The beanSTOCKd Project

CLUELESS: Granola:Green::90s:Today by beanstockd
August 8, 2007, 8:00 pm
Filed under: Cher Horowitz, Orlando Bloom, Paul Rudd

(Aren’t analogies just precious?)

Remember how 12 years ago Cher Horowitz, my then idol, said to her step-brother Josh, my then secret lover, “Hey granola breath, you’ve got something on your chin.” And that something turned out to be a bizarre coffee shop goatee that was at the same time unattractive and laughable?

Flanel-clad Josh, though secretly hot, was everything that sucked in the 90s: smart, witty, into saving the planet, etc. He was also wicked granola: poorly dressed, poorly groomed, and living to attend rallies and jam to the Dave Matthews Band. Back then, environmentalism was laaammee, and was a clear sign that you were way out of touch with anything remotely cool.

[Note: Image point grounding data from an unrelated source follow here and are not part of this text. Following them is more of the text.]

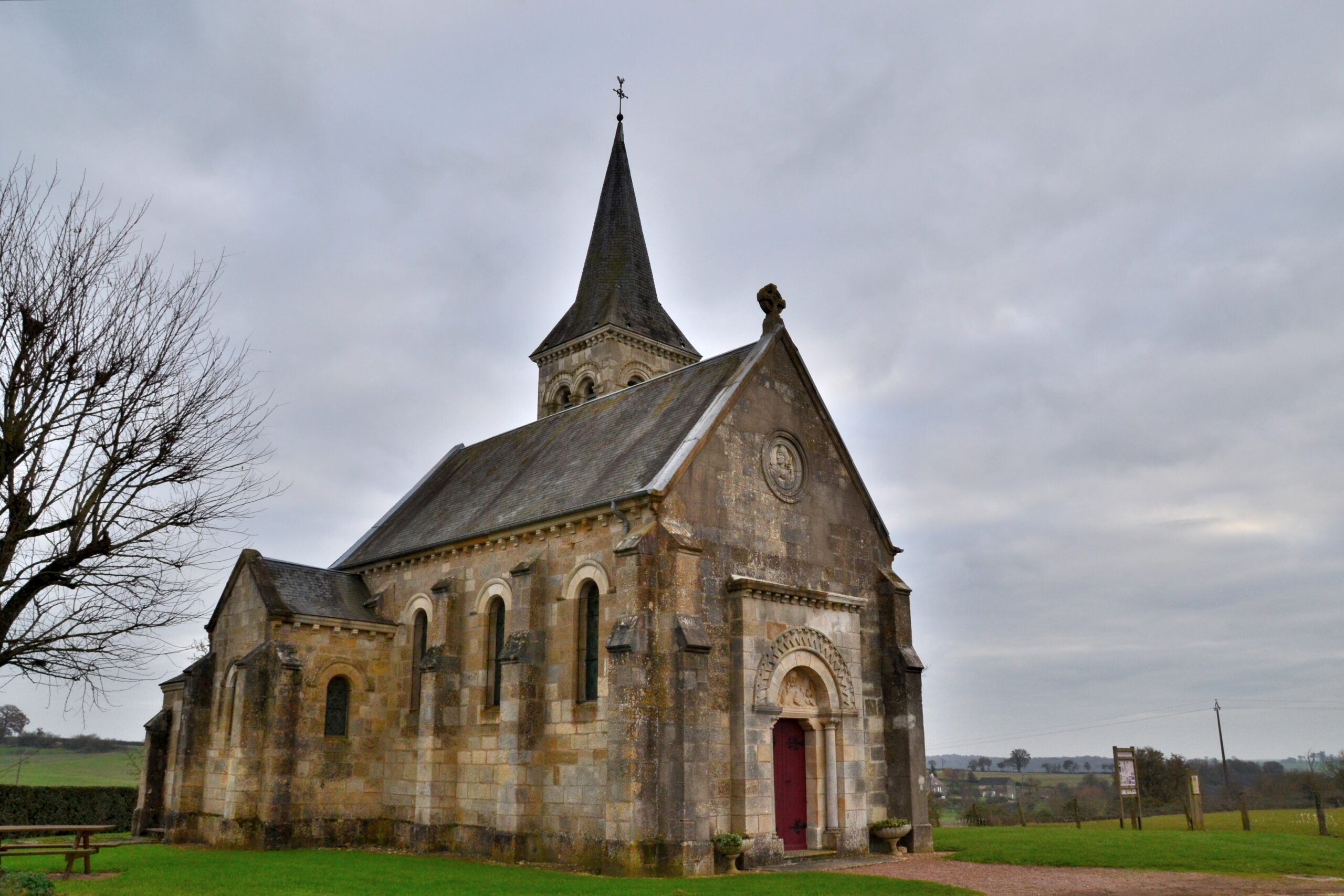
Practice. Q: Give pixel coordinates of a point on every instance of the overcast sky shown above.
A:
(1067, 276)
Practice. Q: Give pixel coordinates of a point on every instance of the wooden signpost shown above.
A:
(1127, 785)
(1195, 801)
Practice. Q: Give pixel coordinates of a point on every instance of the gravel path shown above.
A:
(1018, 880)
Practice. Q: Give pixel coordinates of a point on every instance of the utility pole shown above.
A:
(1220, 716)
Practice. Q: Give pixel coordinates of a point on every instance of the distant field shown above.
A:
(1042, 778)
(1283, 821)
(69, 769)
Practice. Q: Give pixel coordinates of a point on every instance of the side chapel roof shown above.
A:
(617, 281)
(292, 589)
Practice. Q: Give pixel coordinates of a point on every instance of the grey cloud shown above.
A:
(1067, 276)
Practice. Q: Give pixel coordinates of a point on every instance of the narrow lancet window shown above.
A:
(420, 636)
(589, 642)
(338, 707)
(494, 649)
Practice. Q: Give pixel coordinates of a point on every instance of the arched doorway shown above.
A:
(791, 784)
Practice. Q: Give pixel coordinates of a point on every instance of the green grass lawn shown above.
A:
(1284, 821)
(1213, 851)
(172, 871)
(70, 769)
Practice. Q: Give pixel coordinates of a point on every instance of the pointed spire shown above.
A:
(617, 281)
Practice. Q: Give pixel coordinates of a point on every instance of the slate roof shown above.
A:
(584, 457)
(617, 281)
(311, 592)
(292, 589)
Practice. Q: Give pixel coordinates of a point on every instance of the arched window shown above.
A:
(420, 636)
(589, 642)
(494, 648)
(338, 707)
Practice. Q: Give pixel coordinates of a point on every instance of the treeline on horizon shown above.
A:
(1162, 785)
(39, 739)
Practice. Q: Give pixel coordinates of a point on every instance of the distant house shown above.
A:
(996, 789)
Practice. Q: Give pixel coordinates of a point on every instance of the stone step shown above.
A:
(797, 856)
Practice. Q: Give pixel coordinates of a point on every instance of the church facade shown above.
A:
(663, 610)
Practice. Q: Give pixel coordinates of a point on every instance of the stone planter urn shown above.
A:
(730, 853)
(890, 835)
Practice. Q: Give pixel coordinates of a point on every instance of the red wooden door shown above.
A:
(791, 794)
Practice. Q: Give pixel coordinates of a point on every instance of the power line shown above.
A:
(1143, 715)
(1065, 731)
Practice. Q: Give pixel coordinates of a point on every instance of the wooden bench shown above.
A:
(80, 849)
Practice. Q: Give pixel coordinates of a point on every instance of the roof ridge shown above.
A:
(303, 566)
(476, 492)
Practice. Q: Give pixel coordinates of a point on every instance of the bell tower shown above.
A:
(616, 333)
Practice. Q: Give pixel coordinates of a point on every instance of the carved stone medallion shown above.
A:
(784, 467)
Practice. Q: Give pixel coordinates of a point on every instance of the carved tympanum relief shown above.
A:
(784, 467)
(812, 641)
(799, 691)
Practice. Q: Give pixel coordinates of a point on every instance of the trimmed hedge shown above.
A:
(22, 805)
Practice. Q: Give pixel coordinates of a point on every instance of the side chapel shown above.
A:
(663, 610)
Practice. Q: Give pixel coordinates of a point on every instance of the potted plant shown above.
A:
(890, 830)
(730, 847)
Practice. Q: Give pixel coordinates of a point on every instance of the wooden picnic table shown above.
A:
(80, 849)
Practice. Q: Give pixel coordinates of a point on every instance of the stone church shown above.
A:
(663, 610)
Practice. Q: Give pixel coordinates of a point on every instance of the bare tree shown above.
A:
(13, 722)
(131, 438)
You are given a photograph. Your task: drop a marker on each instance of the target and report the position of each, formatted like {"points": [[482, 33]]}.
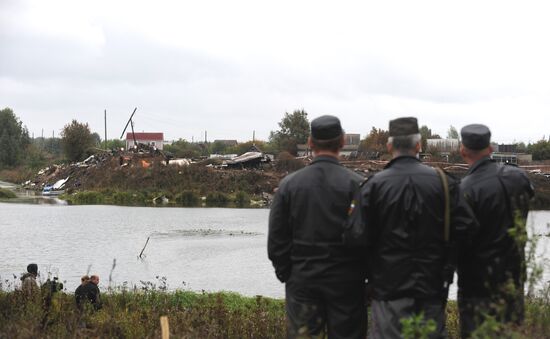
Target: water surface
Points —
{"points": [[208, 249]]}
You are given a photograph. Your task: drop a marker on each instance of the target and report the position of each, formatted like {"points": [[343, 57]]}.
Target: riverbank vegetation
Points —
{"points": [[6, 194], [136, 313], [187, 198]]}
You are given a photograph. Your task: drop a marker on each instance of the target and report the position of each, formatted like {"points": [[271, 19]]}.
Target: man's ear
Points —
{"points": [[463, 152], [389, 147]]}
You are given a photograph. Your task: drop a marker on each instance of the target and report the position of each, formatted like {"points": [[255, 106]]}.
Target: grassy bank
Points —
{"points": [[136, 314], [186, 198]]}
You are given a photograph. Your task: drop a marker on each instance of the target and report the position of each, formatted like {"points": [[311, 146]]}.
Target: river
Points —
{"points": [[209, 249]]}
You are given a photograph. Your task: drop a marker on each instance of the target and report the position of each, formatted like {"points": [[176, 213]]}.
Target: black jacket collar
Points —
{"points": [[325, 158], [401, 158]]}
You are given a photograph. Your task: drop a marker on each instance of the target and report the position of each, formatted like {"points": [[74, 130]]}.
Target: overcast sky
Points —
{"points": [[231, 67]]}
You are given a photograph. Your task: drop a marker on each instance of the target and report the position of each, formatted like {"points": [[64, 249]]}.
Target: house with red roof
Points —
{"points": [[147, 138]]}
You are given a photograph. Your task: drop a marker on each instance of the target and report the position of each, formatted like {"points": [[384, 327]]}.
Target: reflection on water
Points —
{"points": [[204, 233], [195, 248], [207, 248]]}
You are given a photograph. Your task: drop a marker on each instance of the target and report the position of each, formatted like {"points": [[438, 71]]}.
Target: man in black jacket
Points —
{"points": [[402, 210], [324, 280], [88, 291], [491, 272]]}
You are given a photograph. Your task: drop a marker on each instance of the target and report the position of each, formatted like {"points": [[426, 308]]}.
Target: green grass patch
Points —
{"points": [[7, 194]]}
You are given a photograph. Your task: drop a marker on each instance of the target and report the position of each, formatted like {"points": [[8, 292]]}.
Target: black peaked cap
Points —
{"points": [[403, 126], [32, 268], [326, 127], [476, 136]]}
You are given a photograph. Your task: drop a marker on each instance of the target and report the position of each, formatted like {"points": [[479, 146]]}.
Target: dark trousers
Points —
{"points": [[320, 309], [387, 315], [473, 311]]}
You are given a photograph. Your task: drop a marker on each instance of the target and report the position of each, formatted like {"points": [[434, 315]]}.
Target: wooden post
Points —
{"points": [[164, 327]]}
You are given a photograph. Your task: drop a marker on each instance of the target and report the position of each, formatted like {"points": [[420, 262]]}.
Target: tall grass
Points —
{"points": [[136, 314]]}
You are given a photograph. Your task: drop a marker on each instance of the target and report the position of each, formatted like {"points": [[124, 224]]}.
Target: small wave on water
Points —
{"points": [[204, 232]]}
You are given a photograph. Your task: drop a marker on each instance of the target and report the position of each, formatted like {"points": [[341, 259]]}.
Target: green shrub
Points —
{"points": [[187, 198], [86, 198], [217, 199], [122, 198], [242, 199]]}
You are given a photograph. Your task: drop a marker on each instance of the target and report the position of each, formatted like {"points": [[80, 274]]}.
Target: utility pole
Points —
{"points": [[105, 118]]}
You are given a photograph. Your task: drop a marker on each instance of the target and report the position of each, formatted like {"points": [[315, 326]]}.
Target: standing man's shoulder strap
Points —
{"points": [[447, 216]]}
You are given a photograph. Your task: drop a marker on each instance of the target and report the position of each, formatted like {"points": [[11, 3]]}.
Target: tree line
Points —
{"points": [[77, 142]]}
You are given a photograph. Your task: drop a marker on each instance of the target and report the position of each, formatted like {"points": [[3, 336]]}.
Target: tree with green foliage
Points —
{"points": [[540, 150], [77, 141], [452, 133], [14, 139], [293, 130]]}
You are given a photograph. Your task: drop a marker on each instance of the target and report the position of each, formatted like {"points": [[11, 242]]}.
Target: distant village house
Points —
{"points": [[228, 143], [350, 147], [147, 138]]}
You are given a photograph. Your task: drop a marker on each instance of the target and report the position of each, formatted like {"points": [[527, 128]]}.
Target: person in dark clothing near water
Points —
{"points": [[79, 293], [491, 273], [410, 251], [324, 279], [88, 291]]}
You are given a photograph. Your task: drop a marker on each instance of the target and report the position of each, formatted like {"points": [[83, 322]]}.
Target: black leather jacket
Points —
{"points": [[306, 224], [402, 209], [496, 192]]}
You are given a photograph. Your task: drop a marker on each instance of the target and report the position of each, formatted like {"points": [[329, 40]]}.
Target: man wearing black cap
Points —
{"points": [[409, 239], [491, 272], [324, 279], [28, 280]]}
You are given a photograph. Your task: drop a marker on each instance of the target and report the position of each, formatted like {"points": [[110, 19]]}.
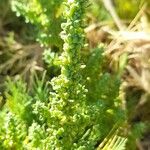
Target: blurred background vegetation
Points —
{"points": [[122, 26]]}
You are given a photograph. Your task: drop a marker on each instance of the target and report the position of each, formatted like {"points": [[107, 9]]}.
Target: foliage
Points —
{"points": [[45, 15], [77, 111]]}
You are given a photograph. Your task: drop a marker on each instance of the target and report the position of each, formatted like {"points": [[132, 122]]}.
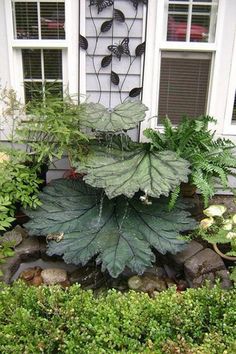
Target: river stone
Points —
{"points": [[89, 277], [13, 237], [9, 268], [205, 261], [156, 270], [192, 249], [29, 249], [146, 283], [225, 281], [54, 276]]}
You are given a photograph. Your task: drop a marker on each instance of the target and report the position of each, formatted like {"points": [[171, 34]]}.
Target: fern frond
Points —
{"points": [[173, 198], [203, 184]]}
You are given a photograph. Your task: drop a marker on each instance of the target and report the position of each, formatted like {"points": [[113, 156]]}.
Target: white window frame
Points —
{"points": [[156, 43], [73, 64], [229, 127]]}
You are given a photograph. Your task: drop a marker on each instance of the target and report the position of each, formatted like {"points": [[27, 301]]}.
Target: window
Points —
{"points": [[181, 60], [184, 81], [41, 67], [192, 21], [39, 20], [43, 46], [234, 111]]}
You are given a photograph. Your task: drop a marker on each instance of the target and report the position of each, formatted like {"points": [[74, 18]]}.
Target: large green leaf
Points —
{"points": [[129, 167], [125, 116], [120, 232]]}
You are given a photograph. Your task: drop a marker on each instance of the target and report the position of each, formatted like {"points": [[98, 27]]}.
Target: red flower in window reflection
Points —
{"points": [[177, 31]]}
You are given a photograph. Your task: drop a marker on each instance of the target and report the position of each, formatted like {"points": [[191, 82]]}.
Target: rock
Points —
{"points": [[156, 270], [225, 281], [205, 261], [169, 282], [192, 249], [13, 237], [146, 283], [29, 273], [32, 276], [37, 280], [29, 249], [9, 268], [88, 277], [54, 276], [135, 282], [173, 272], [182, 285], [202, 279]]}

My, how times have changed.

Nowadays granola is no longer a term used to describe the vegan in ill-fitting overalls playing frisbee in the quad, rather it is a fiber-rich cereal made of wild oats usually prescribed by doctors to patients who suffer from chronic constipation. Granola is way 90s, and so is the belief that being an environmental activist while sporting unconventional facial hair is something to be laughed at.

In modern times, people like Orlando Bloom can saunter down the red carpet proudly bearing a bizarre 70s era porno moustache, and still be considered one of the trendiest, most attractive gentlemen in Hollywood. Not only is odd grooming (or lack of it) in, but being whole-heartedly devoted to saving our planet, like Orlando Bloom, is currently very sexy.

Young Orly is building a new house, and it’s going to be as green as possible. According to the studlet, “It’s got solar panels on the roof, energy efficient light bulbs — newer technology basically that is environmentally friendly.” Love it. I wonder what the bed’ll be like?


Separated by a decade and a pornstache

another morsel of clueless geniosity:

Josh: ‘We may get Marky Mark to plant a celebrity tree’
Cher: ‘Oh how fabulous, Marky Mark taking time out of his busy pants-dropping schedule to plant a tree? Why don’t you just hire a gardener?’